Following DiCillo's tip, McKee questioned Yazeed about the calcium pills on March 17. Yazeed explained that he had given Essa calcium pills, saying, "Two weeks before I was over at my mom's house, and I thought about this as well. My mom had this older woman over and they were talking about osteoporosis and whatnot. And I'd been told Rosie was there that we should probably, you know, she's over 35, she should probably start taking calcium supplements." McKee requested the pills, and Yazeed complied. That day, Yazeed threw a party which was described as a going-away party, before calling his sister Runa at 4 am asking if she could watch the kids, claiming that a friend out-of-state had been in an accident. Then, Yazeed vanished.

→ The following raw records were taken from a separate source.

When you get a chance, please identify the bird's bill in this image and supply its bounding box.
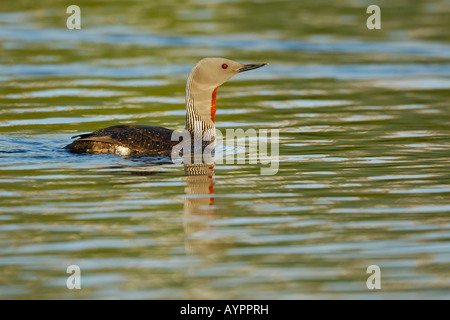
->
[238,63,267,72]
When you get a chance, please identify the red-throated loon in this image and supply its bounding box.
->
[65,58,266,155]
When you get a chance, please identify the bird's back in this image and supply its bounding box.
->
[65,125,178,155]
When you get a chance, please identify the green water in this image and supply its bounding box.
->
[0,0,450,299]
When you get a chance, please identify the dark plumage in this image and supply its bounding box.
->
[65,57,266,155]
[65,125,178,155]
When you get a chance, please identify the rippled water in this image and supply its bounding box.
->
[0,1,450,299]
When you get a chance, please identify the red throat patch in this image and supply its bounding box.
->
[211,87,219,123]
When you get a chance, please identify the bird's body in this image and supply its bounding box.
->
[65,58,265,155]
[66,125,178,155]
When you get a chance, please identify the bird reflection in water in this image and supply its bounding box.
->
[183,163,217,254]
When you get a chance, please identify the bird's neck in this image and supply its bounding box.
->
[186,71,218,140]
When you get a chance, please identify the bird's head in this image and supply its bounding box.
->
[186,58,266,132]
[187,58,266,89]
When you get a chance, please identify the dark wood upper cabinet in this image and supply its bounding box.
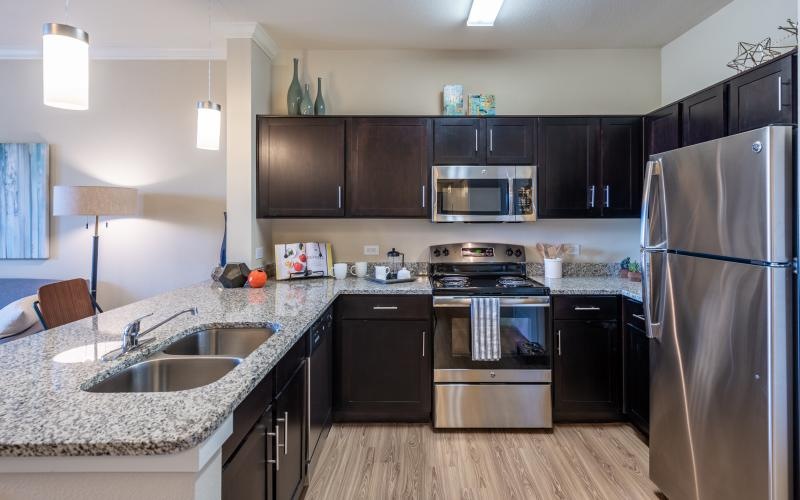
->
[600,116,644,217]
[347,117,432,217]
[486,118,536,165]
[538,118,602,218]
[681,85,727,146]
[257,117,345,217]
[728,55,797,134]
[433,118,486,165]
[644,103,681,158]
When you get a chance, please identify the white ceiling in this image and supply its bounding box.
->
[0,0,731,55]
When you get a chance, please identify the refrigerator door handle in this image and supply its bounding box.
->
[642,251,667,342]
[640,160,666,250]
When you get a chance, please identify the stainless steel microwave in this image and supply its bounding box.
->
[431,165,536,222]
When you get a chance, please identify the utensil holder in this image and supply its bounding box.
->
[544,258,561,279]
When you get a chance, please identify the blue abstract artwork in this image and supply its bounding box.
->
[0,143,50,259]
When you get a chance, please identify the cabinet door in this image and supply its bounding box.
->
[256,117,345,217]
[486,118,536,165]
[681,85,726,146]
[433,118,486,165]
[222,410,274,500]
[600,117,644,217]
[729,55,797,134]
[538,118,602,218]
[644,103,681,157]
[273,366,306,500]
[553,320,622,421]
[347,118,432,218]
[334,320,432,422]
[625,323,650,436]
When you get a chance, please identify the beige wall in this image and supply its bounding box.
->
[661,0,798,104]
[0,61,225,307]
[272,49,660,115]
[272,219,639,262]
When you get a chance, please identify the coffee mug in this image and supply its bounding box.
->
[350,262,367,278]
[333,262,347,280]
[375,266,389,280]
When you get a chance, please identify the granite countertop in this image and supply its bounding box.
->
[533,276,642,302]
[0,278,431,456]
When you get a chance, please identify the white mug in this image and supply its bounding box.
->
[350,262,367,278]
[333,262,347,280]
[375,266,389,280]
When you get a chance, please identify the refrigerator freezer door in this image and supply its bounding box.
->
[643,127,793,263]
[650,254,791,500]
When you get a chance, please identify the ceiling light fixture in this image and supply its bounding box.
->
[197,1,222,151]
[42,0,89,110]
[467,0,503,26]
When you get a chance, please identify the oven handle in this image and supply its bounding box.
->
[433,297,550,308]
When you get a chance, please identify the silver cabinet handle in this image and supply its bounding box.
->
[267,419,284,471]
[556,330,561,356]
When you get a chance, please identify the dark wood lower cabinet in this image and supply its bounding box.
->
[553,320,622,422]
[273,365,306,500]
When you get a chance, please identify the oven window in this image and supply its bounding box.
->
[434,307,550,368]
[436,179,509,215]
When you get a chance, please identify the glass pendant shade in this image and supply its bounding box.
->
[197,101,222,150]
[42,23,89,110]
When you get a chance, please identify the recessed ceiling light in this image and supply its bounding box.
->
[467,0,503,26]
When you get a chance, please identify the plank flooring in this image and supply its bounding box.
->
[305,424,659,500]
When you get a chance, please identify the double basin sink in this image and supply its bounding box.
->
[86,328,274,393]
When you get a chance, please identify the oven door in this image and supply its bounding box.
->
[431,165,516,222]
[433,297,552,382]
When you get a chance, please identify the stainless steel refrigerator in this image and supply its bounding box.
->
[641,126,793,500]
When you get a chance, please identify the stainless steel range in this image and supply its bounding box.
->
[429,243,552,428]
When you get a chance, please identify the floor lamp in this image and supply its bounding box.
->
[53,186,137,300]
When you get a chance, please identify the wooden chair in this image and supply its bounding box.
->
[33,278,103,330]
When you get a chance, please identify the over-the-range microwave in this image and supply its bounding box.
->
[431,165,536,222]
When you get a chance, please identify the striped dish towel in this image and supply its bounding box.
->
[470,297,500,361]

Four weeks after Essa's death, the toxicology report found that the calcium pills given to Essa were filled with potassium cyanide, confirming the suspicions of police and the DiPuccio family. The local police then called the FBI, who assigned Phil Torsney to track down Yazeed.

== Fugitive ==
After fleeing, Essa traveled first to Detroit, then into Toronto, Canada, where he flew to Heathrow, before flying to Cyprus and then to Beirut, Lebanon. However, Lebanon did not have an extradition treaty with the US, and so Yazeed was able to live freely, despite the DiPuccio's pleas for Yazeed to return to the states. In Beirut, Yazeed was harboured by Jamal Khalife, a family friend, who provided Yazeed with IDs and safe houses throughout the country. Despite this, Yazeed continued to live lavishly, and was witnessed at several nightclubs and bars. He also began dating 38 year old school teacher Nayla Souki three months after his arrival. On October 7, 2006, Yazeed boarded a plane to Cyprus, where he was immediately arrested by Cypriot police upon exiting the plane. Though Cyprus does have an extradition policy with the US, it did not apply in cases in which the death penalty was involved, despite Cuyahoga County Prosecutor Bill Mason stressing that the death penalty would not be sought. For nearly three years, Yazeed's attorneys pushed back against his extradition until January 2009, when he was finally extradited back to Cleveland to face trial for aggravated murder.

== Trial ==
On January 14, 2009, Yazeed Essa was arraigned before Judge Deena Calabrese. He was charged with aggravated murder. The trial began on January 9, 2010. On March 8, 2010, Yazeed was convicted of aggravated murder and sentenced to life in prison without parole for 20 years.

== Media ==
The murder was the subject of an episode of 48 Hours. It was also featured in the Dateline episode "Bitter Pill", and in the Forensic Files II episode "The Car Accident".